Le naturaliste et philosophe nord-américain Henry David Thoreau jalouse la naïveté de l’oreille des enfants qui savent aimer un son pour ce qu’il est, pour sa valeur intrinsèque. Il faut être sensible au son seul, nu, sans aucun artifice de mise en musique ou d’orchestration, comme le chuintement de la neige écrasée, le bruissement des feuilles d’un peuplier blanc, et le déchirement d’un éclair. Avant tout aimer le son pour le son, quel qu’il soit. Aimer le son pour sa forme, son contour, son relief, son épaisseur, sa finesse, sa puissance, sa discrétion et enfin accepter son aspérité, parfois sa rugosité. Aimer le son pour ses dérives, ses rebondissements, ses battements, ses changements d’humeur et ses surprises. Ça grince, ça siffle, ça craque, ça tambourine, c’est mélodique, c’est rythmé, c’est flûté. Prendre le son en pleine face, dressé, les poumons gonflés, sur la crête de la montagne ou dans le lit de la rivière. Recevoir pour jouir du son total et englobant qui émane de tout un paysage. Aller chercher les détails, les éléments finis. Profiter des galopades, des trilles, des vibrations, des glissandi, des pointes ou des duvets sonores. Écouter le tout et chercher les sons individuels, se baisser pour cueillir les petits sons de la litière et se dresser pour toucher les sons de la frondaison.
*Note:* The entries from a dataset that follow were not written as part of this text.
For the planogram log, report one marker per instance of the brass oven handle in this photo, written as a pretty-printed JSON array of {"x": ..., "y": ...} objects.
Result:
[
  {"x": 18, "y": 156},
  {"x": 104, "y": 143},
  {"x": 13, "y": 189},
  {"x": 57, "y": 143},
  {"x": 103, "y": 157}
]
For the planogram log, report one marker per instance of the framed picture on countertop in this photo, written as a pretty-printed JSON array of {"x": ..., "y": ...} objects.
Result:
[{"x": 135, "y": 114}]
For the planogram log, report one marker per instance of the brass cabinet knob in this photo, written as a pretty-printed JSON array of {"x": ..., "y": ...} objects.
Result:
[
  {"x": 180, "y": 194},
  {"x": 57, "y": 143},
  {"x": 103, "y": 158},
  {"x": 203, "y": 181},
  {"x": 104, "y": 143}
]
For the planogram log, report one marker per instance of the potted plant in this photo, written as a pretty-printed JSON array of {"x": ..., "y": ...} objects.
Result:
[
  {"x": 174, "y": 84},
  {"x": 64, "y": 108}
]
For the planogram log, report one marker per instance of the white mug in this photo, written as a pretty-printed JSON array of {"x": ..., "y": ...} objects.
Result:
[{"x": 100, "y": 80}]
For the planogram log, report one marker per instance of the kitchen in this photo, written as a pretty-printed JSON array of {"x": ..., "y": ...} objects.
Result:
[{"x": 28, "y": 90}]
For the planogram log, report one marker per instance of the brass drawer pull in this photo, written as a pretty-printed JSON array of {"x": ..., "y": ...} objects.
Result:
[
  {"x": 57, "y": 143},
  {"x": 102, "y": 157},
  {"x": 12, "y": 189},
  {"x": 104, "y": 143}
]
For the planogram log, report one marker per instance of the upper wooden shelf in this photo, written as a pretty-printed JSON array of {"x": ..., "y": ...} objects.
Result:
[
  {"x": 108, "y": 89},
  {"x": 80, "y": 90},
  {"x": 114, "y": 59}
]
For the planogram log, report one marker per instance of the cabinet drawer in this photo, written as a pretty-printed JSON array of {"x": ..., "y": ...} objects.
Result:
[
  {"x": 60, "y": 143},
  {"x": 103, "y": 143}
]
Écouter le son ainsi, c’est appliquer le principe de l’écoute réduite de Pierre Schaeffer, c’est oublier les raisons du son et se concentrer sur son unique apparence.


Et puis on peut écouter en fronçant les sourcils, en tournant la tête, en créant des paraboles avec les mains autour des oreilles, en utilisant des équipements sophistiqués et onéreux. Ecouter pour aller plus loin, pour pêcher le son dans l’arbre ou les fougères. Être attentifs, alerte, ne pas se laisser emmener dans un flot sonore, ne pas croire que le son est uniforme, aller chercher ses variations en temps, amplitude, fréquence. Écouter pour démêler et tenter de comprendre. Développer une écoute analytique, décompositionnelle, pour assouvir sa curiosité, sa soif de connaissances…

Jérôme Sueur, « L’Essence du son » in Histoire naturelle du silence, Préface de Gilles Bœuf, Mondes sauvages,
Pour une nouvelle alliance, Actes Sud 2023, pp.31,32.